I’d say that I’d never return to the Church but perhaps the Church would return to me, knowing full well there was no chance in hell of that. Well, I’ll be damned, to stay with the Inferno conceit, if it’s not doing just that, thanks to the bishop who took the name of Francis, he who got Christmas rolling. My father, a youthful atheist and a mature practicing Catholic, was a devout Franciscan, and my home always had a number of images of the saint. It’s now my house and St. Francis is still around. So it turns out that I’m not only an evolving Catholic but a Franciscan.
I think I’m beginning to understand the New Testament, including the sweet man’s terrible fate. To Christians, the Son of God. To Muslims, a prophet. To Jews, an eccentric and possibly inconsequential rabbi. It would be an understatement to say that Christian treatment of Muslims and Jews has been and in many cases still is shoddy. Nonetheless, like all of us I inherited history. My role in it has been very minor, and I’ve tried and continue to try to act, well, Christian, in what I believe is the true sense of the Gospels. Love. And I try to be catholic in lower case: all embracing. In this season, I embrace you all.
It’s unlikely that the historical Jesus was born on December 25. It’s also hard to know what he actually said and did, since his scribes, the ones who actually wrote down the Gospels, did not know him. But though the New Testament lacks the stories of lust and war that made for thrilling action movies, it does have stories. Nuanced, enigmatic, defying common sense, coming from the lips of Jesus. A reliable narrator? Well, you got to believe a lot of impossible shit to think he’s reliable. Does that sound like modernist and postmodernist narrative? Did I need to study such narrative before I could appreciate the parables and the koan-like answers to questions? Possibly.
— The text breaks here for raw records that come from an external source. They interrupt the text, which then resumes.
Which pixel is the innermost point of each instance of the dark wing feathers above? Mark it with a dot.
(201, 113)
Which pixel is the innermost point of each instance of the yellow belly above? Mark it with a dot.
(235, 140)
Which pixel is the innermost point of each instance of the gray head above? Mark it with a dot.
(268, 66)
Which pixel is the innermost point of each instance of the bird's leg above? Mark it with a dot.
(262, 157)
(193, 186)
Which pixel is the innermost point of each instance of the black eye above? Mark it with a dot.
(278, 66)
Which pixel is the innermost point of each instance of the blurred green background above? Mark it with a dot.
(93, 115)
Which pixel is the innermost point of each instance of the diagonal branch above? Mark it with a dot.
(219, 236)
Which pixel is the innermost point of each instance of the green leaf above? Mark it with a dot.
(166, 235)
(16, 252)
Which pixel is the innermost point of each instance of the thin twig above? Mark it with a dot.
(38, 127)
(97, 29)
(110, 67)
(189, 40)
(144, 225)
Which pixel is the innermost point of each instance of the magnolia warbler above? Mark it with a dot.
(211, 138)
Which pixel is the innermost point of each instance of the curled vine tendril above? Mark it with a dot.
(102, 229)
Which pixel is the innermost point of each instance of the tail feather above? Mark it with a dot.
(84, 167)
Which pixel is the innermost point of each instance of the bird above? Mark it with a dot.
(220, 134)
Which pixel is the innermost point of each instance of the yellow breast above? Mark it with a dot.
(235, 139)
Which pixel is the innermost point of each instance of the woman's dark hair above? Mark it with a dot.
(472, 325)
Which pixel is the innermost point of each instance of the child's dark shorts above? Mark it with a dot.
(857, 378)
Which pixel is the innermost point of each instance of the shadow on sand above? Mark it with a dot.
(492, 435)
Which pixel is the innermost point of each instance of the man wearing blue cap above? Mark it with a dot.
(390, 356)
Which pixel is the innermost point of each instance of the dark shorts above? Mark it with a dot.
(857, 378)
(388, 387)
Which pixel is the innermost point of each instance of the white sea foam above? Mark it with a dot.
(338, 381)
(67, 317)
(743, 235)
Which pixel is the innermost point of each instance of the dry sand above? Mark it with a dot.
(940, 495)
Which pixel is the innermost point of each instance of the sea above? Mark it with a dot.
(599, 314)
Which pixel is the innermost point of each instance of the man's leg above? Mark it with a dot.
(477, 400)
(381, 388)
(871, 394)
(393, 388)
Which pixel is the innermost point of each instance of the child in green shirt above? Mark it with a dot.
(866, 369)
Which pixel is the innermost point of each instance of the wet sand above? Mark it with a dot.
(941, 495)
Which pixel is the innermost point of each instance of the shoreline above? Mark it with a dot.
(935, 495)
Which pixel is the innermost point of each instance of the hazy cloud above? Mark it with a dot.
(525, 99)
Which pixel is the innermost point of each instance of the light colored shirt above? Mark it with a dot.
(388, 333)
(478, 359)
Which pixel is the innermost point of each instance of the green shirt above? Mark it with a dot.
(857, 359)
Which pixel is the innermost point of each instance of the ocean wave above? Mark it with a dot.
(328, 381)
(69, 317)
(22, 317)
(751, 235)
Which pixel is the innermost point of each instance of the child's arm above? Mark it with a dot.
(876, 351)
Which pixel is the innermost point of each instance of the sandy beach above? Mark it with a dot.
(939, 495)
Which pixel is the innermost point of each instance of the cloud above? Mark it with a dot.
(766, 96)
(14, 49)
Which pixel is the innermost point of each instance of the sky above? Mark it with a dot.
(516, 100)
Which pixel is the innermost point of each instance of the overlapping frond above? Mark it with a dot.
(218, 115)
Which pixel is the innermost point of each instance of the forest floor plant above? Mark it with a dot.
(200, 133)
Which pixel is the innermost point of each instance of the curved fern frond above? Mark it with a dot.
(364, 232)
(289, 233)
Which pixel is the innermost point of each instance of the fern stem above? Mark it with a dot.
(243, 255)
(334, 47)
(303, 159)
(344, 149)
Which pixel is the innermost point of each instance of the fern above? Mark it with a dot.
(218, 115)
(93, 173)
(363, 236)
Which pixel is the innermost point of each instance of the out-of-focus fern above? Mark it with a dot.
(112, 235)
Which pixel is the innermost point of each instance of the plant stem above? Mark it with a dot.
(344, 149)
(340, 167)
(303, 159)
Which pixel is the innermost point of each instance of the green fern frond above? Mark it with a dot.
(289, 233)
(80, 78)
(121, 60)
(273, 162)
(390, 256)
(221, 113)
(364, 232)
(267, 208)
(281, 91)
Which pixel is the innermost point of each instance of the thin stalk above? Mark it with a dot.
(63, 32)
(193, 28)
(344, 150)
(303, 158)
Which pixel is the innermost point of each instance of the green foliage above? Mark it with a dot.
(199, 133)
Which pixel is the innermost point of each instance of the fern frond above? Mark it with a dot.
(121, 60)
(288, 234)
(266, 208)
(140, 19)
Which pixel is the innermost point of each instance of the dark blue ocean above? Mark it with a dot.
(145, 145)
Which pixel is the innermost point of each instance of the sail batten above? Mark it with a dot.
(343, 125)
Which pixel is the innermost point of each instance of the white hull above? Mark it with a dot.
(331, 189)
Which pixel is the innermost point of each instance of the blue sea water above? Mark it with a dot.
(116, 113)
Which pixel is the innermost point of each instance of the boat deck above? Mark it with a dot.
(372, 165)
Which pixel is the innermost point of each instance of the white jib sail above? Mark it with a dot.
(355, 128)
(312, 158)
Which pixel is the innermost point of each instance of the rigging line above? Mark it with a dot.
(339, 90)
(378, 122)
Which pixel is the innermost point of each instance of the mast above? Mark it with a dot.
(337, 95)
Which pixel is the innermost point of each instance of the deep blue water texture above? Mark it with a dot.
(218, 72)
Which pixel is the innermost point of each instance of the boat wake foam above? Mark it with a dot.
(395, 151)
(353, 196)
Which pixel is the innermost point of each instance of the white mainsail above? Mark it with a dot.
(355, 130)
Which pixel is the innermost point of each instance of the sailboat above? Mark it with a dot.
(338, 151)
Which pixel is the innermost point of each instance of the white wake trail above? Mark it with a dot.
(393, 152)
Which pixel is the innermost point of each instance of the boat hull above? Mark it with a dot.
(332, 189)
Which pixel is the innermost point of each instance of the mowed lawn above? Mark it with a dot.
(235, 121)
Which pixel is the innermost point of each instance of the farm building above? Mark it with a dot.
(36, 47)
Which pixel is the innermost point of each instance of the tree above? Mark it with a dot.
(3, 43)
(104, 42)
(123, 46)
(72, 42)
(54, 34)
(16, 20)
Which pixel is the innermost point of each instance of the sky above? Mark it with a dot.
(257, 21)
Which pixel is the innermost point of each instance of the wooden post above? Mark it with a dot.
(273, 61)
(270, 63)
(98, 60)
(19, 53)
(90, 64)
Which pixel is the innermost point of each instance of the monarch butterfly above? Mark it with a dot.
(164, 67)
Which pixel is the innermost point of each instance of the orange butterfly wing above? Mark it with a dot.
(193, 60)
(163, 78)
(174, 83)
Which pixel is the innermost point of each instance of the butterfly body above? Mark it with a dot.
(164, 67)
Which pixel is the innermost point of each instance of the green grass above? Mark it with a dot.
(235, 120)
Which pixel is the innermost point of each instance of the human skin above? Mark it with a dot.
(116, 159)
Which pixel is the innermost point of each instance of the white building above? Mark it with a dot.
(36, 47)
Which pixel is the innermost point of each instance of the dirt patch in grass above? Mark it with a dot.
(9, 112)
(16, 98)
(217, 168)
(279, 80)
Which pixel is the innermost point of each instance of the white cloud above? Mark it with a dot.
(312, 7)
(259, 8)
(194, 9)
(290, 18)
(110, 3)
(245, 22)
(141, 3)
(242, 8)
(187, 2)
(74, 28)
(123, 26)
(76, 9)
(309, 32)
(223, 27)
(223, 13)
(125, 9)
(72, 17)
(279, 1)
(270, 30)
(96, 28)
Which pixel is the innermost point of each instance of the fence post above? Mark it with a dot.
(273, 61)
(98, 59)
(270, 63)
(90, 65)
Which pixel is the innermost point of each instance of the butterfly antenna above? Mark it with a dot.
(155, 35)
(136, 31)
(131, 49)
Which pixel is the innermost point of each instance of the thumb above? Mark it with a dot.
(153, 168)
No matter (all spirit). I wish you all, followers of the religions of the desert, lapsed and practicing; practitioners of the spiritual arts that flowed and flow from Mother India; children of the orishas; rapturous seekers from the plains and mountains and jungles of the Americas (pásamelo, hermano); ancestor worshippers; activists and contemplatives; fundamentalists of their respective Books who could use a little less literalism and a lot more literacy; agnostics and atheists; jokers and smokers and midnight tokers: a very merry Christmas!